Cerré los ojos para no mirar el crucifijo. Estaba a poco más de medio metro de altura, con espinas y sangre no menos realistas por estar cubiertas de polvo. Debería haberlo puesto en el armario junto con el de Benjamín.
Sabía que me sentiría mejor si me daba una ducha y comenzaba a estirar los músculos, pero la rutina diaria se me antojaba aburrida y agotadora; articulaciones doloridas, estiramientos, recuperación, todo para volver a cansar mi cuerpo de nuevo. Empezó cuando de adolescente jugué un partido de baloncesto sin haber calentado previamente; al día siguiente estaba fatal, y la entrenadora McFarlane me aconsejó estiramientos y calentamientos.
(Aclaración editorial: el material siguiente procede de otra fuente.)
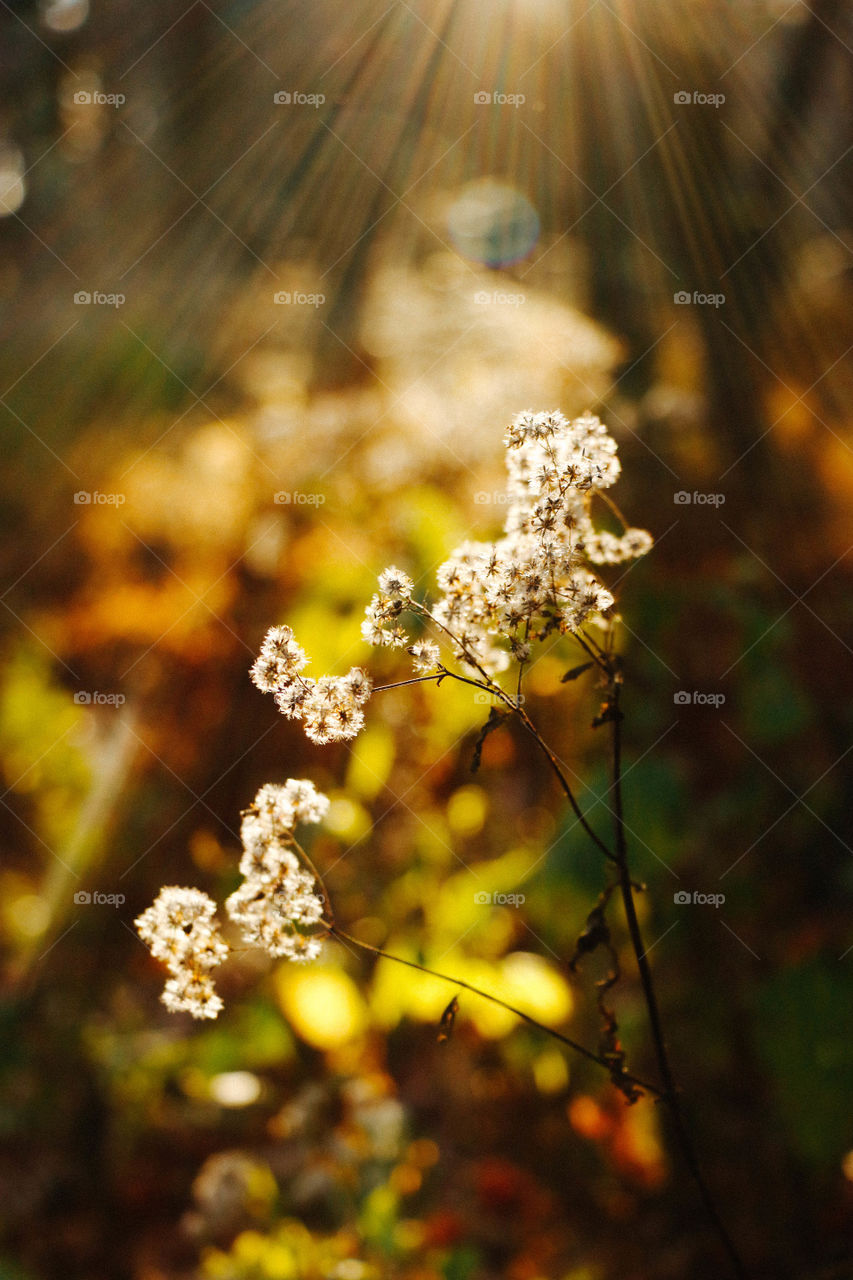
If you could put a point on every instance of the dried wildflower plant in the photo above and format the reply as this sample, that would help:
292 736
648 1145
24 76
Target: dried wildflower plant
276 908
497 602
Desde entonces he tenido muchas lesiones relacionadas con el trabajo, demasiados días en los que me despertaba tan dolorida como si realmente acabara de atropellarme un enorme cochecito de golf. No me apetecía nada empezar otra vez con ejercicios y calentamientos. ¿Para qué me exigía tanto a mí misma? ¿Para mantenerme en forma y así poder perseguir a ladrones y asesinos que nadie me pedía que buscara?